Partir la leña y usar sólo el corazón no era fácil, pero no iba a discutirlo. Sus hombres necesitaban algo en lo que centrarse, ocupar sus desgastadas fuerzas en algo que les pareciera útil. Eso estaba bien.
Miró de soslayo al ruso. No había abierto la boca, allí medio tendido, quieto. Pero respiraba, estaba seguro de ello. Le costaba hablar alemán, quizá ése era el problema. Que descansara, mañana debería buscar el camino, necesitaban que les guiara a alguna parte... o acabarían muriendo... todos.
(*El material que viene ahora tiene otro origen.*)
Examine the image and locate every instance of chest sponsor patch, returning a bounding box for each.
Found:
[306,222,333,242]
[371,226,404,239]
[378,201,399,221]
-No quiero que mueran, soy médico pero lo único que puedo hacer para que no tengan hipotermia es esto- Cogi la madera y con mis manos frias trate de romperla, hacer un fuego con lo poco que teniamos- hare fuego por todos, aunque si podeis darme una mano mejor- de repente comienzo hablar con algo de melancolia una historia que posible a ninguno le importaba pero que me salia decir- en mi pueblo, bueno recogiamos madera, no soy del todo malo en estas cosas.... eramos tan pobres, pero la vida en el campo es algo maravilloso... No habia mucha nieve en invierno y el frio no quemaba como acá.
Sabia que mi corazón destrozado no ayudaria en nada, no queria estar en este sitio, debia ayudar a mi gente
Pieter había preparado un círculo de piedras en el interior de aquella antigua construcción. Faltaba el techo y las paredes tenían fisuras a través de las que se colaba el viento, pero al menos estarían a resguardo de las inclemencias climáticas. Al menos todo lo que aquella vetusta estructura podía ofrecerles.
- Grüber, Hans... - Llamó la atención de sus compañeros. - Traed aquí la leña. Está listo. - Les dijo. Entonces buscó a su superior con la mirada. - Mi teniente, no se quede allí. Vamos a encender el fuego.
Tras decir aquello, se acercó al teniente, quién se encontraba cerca del campesino. Aquel hombre tenía una apariencia extraña. Su mirada le perturbaba. Qué no hablara su misma lengua lo hacía todo más difícil.
- No me gusta este hombre... - Le dijo al teniente en confianza. - Es cómo... - Tomó aire, pero no acabó la frase. No tenía palabras para describir la sensación incómoda que aquel tipo le hacía sentir. - Vamos... - Le volvió a repetir al teniente con la intención de refugiarse en el interior de las ruinas del molino.